Students at universities also have entrepreneurship clubs and host events like business plan competitions. The competitions are a total waste – I can't name one real company which has ever been a winner at one of these. (Everyone cites Akamai, but they actually lost the MIT contest.) But students, particularly PhD researchers, are usually in the know about what's happening at campus. For example, I met Eli Chait soon after I came to UC-Berkeley and he has been introducing me to faculty and other student groups who are wired into the universities research system. Eli is a senior at the school,  works part time at Alsop Louie Partners and heads the entrepreneurship group Startup @ Berkeley (startup.berkeley.edu).

When you do strike gold, then the hard part starts. Negotiating a deal with the tech transfer offices can be painful. They will ask for the world, but be aware that almost everything is negotiable. They will ask for milestone payments, royalties, upfront, patent costs. All of these are negotiable except patent costs (typically $10-50K – earlier, the lower) because this goes into a different bucket and funds further patents. Ownership demands will usually range from 0-5%, and they'll hit you for around 2.5%-5% royalties. Late stage marketable technologies will draw 10% demand while early stage breakthroughs will only garner perhaps 1%.

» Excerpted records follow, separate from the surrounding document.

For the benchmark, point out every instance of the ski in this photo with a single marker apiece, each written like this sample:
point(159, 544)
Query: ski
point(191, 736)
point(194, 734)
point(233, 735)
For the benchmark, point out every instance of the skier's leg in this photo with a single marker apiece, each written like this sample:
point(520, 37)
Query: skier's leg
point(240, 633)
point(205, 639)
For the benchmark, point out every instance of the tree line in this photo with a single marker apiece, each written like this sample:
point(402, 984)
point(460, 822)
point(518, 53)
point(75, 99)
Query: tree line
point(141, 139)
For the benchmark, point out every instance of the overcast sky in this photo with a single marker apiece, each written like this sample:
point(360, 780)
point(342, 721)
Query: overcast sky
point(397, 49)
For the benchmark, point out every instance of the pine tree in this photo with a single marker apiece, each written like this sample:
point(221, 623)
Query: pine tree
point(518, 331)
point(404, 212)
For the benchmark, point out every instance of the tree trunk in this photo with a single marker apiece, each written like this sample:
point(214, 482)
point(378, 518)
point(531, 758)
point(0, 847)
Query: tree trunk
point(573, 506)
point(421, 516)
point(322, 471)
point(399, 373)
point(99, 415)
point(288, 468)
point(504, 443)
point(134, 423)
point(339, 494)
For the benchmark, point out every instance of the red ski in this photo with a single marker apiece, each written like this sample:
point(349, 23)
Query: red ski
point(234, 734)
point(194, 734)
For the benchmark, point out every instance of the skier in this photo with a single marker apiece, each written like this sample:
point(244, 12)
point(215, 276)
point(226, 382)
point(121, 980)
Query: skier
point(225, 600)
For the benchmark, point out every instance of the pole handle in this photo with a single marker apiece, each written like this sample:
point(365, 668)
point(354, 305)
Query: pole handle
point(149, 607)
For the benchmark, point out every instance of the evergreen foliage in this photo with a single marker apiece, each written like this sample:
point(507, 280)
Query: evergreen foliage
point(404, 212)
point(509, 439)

If you do find worthwhile inventions, discuss licensing directly with the faculty. Faculty are open to discussion. Don’t encourage them to go around their tech transfer offices — this can create immense amounts of litigation and deferred liability risk. Be honest and open with them and they will generally be honest and open with you in return. They may be protective of their IP but that is natural. They understand the potential value of their work better than anyone else. Protect their interests and guide them through the system (the tech transfer office, term sheets, valuation, options, vesting, etc.).

Become the person who navigates this and they’ll do the world for you. But whether you succeed or fail in your mission, you'll come out a lot smarter. If everything goes really well, you might change the world. So what do you say – do you want to launch another dumb iPhone app or shoot the moon? I thought so.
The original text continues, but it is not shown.